Yuck! Who on earth would vape something with a name like this!! It's fascinating what one comes across on the Internet, when looking for something else!

The website says "discount vape supplies ..." No kidding!

https://thevapemall.com/unicorn-vomit/

Reactions: Like 1 | Funny 2


----------



## Scissorhands (10/1/18)

Blast from the past

i recall unicorn milk and unicorn blood being a thing too

Reactions: Like 3


----------



## BATMAN (10/1/18)

Unicorn milk used to make me nauseas.

In fact,I can still taste that stuff just by thinking about it

Reactions: Like 3


----------



## RichJB (10/1/18)

I have a running joke with some mixers that it doesn't matter what FW flavours a vendor gets, they ALL stock Unicorn Vomit. Why, I do not know. It's a rubbish flavour, there are no recipes for it. Yet if a vendor only stocks six FW flavours, you can bet the house Unicorn Vomit will be one of them. There are good FW flavours - Hazelnut, Blueberry, Blood Orange, Yellow Cake, etc. Then there are the Green Goblins and Unicorn Vomits of the FW range.

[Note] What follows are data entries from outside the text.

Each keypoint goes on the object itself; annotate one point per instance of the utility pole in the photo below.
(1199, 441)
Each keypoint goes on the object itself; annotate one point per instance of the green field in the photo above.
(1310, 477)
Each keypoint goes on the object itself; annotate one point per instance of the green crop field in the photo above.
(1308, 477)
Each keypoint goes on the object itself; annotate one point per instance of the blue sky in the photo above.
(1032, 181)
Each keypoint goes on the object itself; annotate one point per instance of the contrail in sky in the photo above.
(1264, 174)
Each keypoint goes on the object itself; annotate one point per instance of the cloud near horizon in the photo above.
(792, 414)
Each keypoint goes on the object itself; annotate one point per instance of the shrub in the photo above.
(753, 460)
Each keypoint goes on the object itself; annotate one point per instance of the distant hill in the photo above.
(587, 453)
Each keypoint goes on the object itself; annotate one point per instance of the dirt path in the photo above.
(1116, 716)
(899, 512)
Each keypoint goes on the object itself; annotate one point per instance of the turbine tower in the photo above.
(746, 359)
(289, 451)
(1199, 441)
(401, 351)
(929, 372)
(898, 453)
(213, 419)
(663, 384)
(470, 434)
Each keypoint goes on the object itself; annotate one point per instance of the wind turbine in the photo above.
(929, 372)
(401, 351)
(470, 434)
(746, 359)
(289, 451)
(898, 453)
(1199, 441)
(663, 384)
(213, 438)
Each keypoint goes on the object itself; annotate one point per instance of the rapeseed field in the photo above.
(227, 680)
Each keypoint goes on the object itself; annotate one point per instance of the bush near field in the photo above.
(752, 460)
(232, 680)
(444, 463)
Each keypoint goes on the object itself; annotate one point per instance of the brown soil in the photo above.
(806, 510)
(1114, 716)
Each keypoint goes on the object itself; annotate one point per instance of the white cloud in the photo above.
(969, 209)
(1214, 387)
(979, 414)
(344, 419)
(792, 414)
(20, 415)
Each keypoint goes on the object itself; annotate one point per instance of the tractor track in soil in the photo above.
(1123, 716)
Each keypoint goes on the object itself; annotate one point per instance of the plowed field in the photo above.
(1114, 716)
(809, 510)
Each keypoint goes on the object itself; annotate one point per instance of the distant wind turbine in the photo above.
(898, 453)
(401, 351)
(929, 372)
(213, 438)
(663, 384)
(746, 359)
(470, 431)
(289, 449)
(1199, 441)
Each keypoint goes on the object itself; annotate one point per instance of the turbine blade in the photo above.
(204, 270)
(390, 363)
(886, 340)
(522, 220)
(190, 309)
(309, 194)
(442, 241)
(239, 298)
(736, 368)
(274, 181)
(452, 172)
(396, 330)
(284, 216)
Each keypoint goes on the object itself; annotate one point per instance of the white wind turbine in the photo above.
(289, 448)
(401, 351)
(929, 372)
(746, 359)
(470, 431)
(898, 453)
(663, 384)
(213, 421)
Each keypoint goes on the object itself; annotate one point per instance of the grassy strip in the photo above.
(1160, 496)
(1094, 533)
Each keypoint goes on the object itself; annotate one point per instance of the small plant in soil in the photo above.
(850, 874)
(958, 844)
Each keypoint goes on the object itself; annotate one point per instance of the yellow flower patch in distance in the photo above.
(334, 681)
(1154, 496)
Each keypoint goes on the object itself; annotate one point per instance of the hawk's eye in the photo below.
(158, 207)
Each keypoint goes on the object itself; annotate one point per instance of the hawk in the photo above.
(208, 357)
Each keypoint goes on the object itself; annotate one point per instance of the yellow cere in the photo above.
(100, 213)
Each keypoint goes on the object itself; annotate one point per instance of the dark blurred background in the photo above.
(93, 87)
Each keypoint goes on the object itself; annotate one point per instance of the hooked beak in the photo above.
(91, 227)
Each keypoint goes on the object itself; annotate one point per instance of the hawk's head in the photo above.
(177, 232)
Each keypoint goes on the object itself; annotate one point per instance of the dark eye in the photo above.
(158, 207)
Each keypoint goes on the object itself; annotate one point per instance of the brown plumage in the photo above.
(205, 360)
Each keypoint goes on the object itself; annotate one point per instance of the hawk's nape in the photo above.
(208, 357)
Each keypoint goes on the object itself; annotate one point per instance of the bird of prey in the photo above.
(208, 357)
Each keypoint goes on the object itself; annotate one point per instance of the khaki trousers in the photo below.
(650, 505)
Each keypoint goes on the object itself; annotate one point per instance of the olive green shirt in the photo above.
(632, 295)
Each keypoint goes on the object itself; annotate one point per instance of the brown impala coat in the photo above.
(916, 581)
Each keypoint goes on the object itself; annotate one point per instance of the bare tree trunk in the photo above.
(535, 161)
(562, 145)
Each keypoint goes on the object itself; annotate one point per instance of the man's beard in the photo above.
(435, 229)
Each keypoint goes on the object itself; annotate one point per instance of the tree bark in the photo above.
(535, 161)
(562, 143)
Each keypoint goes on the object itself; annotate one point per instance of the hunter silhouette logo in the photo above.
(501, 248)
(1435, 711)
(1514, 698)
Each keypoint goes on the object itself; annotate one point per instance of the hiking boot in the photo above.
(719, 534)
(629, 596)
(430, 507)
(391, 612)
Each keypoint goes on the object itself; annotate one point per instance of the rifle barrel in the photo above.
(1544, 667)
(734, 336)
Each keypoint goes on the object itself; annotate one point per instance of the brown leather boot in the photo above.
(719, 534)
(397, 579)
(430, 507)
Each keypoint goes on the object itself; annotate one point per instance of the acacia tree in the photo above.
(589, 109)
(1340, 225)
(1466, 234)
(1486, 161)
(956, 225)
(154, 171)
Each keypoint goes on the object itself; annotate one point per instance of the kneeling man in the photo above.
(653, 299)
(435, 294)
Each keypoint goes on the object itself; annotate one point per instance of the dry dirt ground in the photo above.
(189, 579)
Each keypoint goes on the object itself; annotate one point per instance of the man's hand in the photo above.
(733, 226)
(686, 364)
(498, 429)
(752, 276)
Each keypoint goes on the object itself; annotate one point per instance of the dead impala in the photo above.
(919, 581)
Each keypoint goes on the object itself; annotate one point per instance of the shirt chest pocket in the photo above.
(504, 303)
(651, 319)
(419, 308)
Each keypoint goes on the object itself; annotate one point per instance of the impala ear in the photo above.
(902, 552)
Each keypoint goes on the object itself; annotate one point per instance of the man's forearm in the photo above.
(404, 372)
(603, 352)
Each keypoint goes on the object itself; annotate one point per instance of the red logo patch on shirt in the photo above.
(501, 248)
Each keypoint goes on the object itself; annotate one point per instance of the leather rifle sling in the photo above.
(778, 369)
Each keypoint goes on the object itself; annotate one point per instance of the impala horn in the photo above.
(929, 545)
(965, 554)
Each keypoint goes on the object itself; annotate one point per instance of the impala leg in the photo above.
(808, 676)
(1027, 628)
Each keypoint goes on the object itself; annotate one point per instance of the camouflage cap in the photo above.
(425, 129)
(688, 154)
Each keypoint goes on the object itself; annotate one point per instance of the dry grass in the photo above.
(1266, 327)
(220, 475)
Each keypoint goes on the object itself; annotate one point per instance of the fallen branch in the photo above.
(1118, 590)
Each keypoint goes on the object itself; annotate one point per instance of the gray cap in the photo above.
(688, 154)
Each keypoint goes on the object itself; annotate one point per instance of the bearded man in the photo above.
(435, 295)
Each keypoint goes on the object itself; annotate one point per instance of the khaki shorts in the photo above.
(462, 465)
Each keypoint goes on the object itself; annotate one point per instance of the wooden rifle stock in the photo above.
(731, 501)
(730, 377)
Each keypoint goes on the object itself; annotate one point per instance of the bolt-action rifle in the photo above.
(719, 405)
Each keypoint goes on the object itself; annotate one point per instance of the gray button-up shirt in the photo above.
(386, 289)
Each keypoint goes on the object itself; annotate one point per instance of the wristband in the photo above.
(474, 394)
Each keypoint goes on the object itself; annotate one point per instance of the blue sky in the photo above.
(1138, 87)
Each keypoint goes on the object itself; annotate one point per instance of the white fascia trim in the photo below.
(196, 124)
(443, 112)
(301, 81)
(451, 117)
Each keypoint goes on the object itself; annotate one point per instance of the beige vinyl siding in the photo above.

I can only imagine that FW give it out as a freebie, as in "Oh, you ordered 50 liters of concentrates from us, here, have this 44 gallon drum of Unicorn Vomit on the house as a token of our gratitude!" I can't think of any other reason why it would be so popular among vendors. I can't recall any DIY mixer even talking about it.

It's ostensibly a fruity sherbet type of flavour. If that's your thing, FW Beetle Juice is probably a better choice.

Reactions: Like 1 | Funny 2


----------



## Smoke_A_Llama (10/1/18)

I'm tempted....

Reactions: Funny 1


----------



## ivc_mixer (10/1/18)

RichJB said:


> doesn't matter what FW flavours a vendor gets, they ALL stock Unicorn Vomit.



I always knew I was the exception to the rule in a number of things, did not know it pertained to vaping as well. I have never owned a single bottle of Unicorn Vomit, and not sure if I want to either.


----------



## Trishan Gounden (10/1/18)

I've heard unicorns blood is actually a really good vape juice.


----------



## Muttaqeen (10/1/18)

Back when i just started vaping there were juice mixers in the cape who made Unicorn Vommit and sold it as is. I got a bottle from a friend and entirely the flavor was a sour worms like flavor..but in all honesty it was horrible....

Reactions: Informative 1


----------



## CMMACKEM (10/1/18)

Hooked said:


> Yuck! Who on earth would vape something with a name like this!! It's fascinating what one comes across on the Internet, when looking for something else!
> 
> The website says "discount vape supplies ..." No kidding!
> 
> https://thevapemall.com/unicorn-vomit/



I am sure that this a cheap knock off of Unicorn Puke by Lost Arts, which is one of the best ejuices ever made. Tastes great.

https://www.juicedb.com/juice/11029/unicorn-puke-by-lost-art-liquids


----------